Harkin is, however, good value as our guide through Cyburbia's highways and byways. He knows its history too, and indeed excels at tracing its origins in the post-war science of cybernetics and the counter-culture of the 1960s and '70s. And he also numbers Marshall McLuhan as one of its fairy godfathers. McLuhan it was who observed that 'the medium is the message', an insight that has come true in a way that his contemporaries could never have imagined.

More than just a tour guide, Harkin is also our minder through the badlands of Cyburbia. We need security out there. We've gone further than McLuhan ever allowed: more than just the message, the medium has become an end in itself. That, at least, is the book's contention; hence its subtitle: The dangerous idea that's changing how we live and who we are.

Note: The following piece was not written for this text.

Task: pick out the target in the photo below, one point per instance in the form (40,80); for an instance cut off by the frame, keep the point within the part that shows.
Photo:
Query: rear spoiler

Yes, who doesn't sometimes feel tethered to an 'electronic chain gang', a slave to technology rather than master of it? As we stopped simply reading from line to line down a page and began to jump from link to link, our mobiles metamorphosed from simple phones into computers in their own right. With added GPS, dial-up became broadband and Facebook statuses made way for Twitter tweets. The pace at which we live and those lives themselves have gone hyper.

And they have done so at the cost of burned-out circuits - our own - and what Harkin describes, quoting a former Microsoft researcher, as 'continuous partial attention'. Many of us know we spend too much time in that state of mental limbo between the office, our digital lives and our family and friends. And he is right to berate us about the risk of losing touch with who we are in this digital hinterland.

But Harkin overstates his case in his image of us all as mere nodes in a huge online informational loop. Maybe, when Facebook was at the zenith of its popularity, its more enthusiastic evangelists believed their own hype and thought they were mapping the social world. But Facebook is not the world as we know it, nor its atlas; nor is it the same as the internet itself.

Rather than being a closed system that imprisons us, the web is much more sprawling, diverse and liberating than its critics allow. You don't have to take Google's 'Don't be evil' mantra at face value to accept that the internet's transformative power has been, on balance, hugely for the good.

Harkin sometimes sounds as paranoid as any deluded conspiracy theorist in the most whacko chatroom. Journalists who include search keywords in their copy online 'find themselves strapped uncomfortably into our electronic id', he argues, citing 'anecdotal evidence' that this sinister practice actually goes on. Apparently, 'if this were to become commonplace, it would bring the global electronic information loop promised by the gurus of cybernetics to a terrifying denouement'.

Well, as editor of the UK's fastest-growing newspaper website, I can assure you that my colleagues are encouraged to take account of what the strongest search terms are for any story they write. That's part of the basic hygiene of modern journalism. So I for one like Cyburbia, privet hedges and all. No-one's really in charge out here, but we prefer it that way.

Outsiders may look down their noses at us and what they disparage as our Stepford Wives existence. But give me our leafy, wide open spaces over the alternative any day.

Marcus Warren is the editor of Telegraph.co.uk.